Nina Bawden (above) wrote some 50 books during her career.
Published in 1973, Carrie's War was her most famous work, based on her World War II evacuation to south Wales.She was also nominated for the Booker Prize in 1987 for Circles of Deceit.
In 2002, her husband was killed and she was badly injured in the Potters Bar train crash. She died at her London home on Wednesday surrounded by family.
Bawden was regarded as one of the few modern novelists to write successfully for both adults and children, and was admired for her insightful depictions of childhood and complicated family relationships.

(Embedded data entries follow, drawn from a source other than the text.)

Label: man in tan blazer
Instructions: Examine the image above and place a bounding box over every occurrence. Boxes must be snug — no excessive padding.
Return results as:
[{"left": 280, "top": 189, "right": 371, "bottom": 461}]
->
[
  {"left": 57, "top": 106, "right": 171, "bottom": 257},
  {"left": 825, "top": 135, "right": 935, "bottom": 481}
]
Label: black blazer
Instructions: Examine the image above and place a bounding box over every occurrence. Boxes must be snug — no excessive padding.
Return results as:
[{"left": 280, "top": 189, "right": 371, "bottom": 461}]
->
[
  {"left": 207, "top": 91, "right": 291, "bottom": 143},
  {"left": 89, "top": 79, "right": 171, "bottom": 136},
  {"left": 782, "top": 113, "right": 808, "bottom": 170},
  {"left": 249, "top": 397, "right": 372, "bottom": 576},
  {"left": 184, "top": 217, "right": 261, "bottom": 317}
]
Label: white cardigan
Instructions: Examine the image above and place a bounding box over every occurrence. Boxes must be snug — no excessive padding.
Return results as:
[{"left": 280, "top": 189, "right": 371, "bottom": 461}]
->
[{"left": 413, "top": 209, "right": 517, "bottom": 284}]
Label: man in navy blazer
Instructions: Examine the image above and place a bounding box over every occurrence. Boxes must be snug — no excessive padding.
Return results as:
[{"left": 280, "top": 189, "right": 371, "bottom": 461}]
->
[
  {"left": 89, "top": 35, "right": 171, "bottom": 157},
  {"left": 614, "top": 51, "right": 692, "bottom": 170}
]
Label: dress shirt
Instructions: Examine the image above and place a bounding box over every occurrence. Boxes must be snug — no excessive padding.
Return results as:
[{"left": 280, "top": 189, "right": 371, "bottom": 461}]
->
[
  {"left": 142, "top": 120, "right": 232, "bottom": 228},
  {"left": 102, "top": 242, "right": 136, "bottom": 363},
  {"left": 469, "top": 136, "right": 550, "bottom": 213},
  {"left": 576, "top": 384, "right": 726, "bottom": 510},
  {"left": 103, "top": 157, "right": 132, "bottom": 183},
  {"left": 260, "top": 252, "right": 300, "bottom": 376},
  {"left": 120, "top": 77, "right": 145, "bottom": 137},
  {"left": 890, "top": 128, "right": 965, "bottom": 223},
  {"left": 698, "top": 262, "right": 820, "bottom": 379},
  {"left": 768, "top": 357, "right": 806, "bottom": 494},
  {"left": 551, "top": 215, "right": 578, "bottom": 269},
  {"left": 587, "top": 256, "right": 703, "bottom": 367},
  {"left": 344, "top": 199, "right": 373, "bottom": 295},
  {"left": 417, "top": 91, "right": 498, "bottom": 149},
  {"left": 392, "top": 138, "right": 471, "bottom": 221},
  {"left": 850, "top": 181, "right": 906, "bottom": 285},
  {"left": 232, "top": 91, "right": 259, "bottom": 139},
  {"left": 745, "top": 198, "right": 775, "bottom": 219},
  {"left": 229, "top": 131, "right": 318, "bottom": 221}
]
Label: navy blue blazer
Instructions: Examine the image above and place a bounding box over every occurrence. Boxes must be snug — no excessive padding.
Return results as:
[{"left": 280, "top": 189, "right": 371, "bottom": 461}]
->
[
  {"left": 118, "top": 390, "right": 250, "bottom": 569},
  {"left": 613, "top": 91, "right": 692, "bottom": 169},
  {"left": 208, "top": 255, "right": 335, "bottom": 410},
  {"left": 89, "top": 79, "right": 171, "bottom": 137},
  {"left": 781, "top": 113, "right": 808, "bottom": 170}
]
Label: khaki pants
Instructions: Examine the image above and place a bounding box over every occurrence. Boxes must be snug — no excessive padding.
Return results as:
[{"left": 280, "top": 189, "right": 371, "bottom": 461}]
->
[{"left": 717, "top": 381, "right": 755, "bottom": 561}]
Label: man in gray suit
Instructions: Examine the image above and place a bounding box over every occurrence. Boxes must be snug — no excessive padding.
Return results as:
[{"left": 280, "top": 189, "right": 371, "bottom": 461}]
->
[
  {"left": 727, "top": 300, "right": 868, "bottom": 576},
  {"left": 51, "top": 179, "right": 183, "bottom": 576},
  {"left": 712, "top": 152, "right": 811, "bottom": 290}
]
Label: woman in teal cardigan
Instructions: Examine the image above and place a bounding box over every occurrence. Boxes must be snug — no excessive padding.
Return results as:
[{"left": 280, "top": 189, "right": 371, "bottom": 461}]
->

She once said she liked writing for children because "most people underestimate their understanding and the strength of their feelings and in my books for them I try to put this right".
Playwright Sir David Hare, who portrayed Bawden in his play The Permanent Way, paid tribute to her as "an uncomplicatedly good woman, whose long fight to obtain justice for the victims of the Potters Bar crash was a model of eloquence, principle and human decency".
Bawden's publisher Lennie Goodings called the author "a gently fierce, clever, elegant, wickedly funny woman".
"She wrote slim books but they were powerful and extraordinarily acute observations about what makes us human," Goodings said. "She was a wonderful storyteller and she was writing to the end."
Francesca Dow, managing director of Penguin children's division, described Bawden as "a wonderful storyteller, brilliant at stepping into the minds of her characters and conjuring up a powerful sense of time and place".
Born Nina Mary Mabey in Ilford, Essex, in 1925, Bawden was evacuated at the age of 14, first to Ipswich and then south Wales.
The experience provided the template for Carrie's War, about the girl sent to live in a mining town, which was later added to the school curriculum. It was adapted twice for television by the BBC, while a stage production ran in the West End in 2009.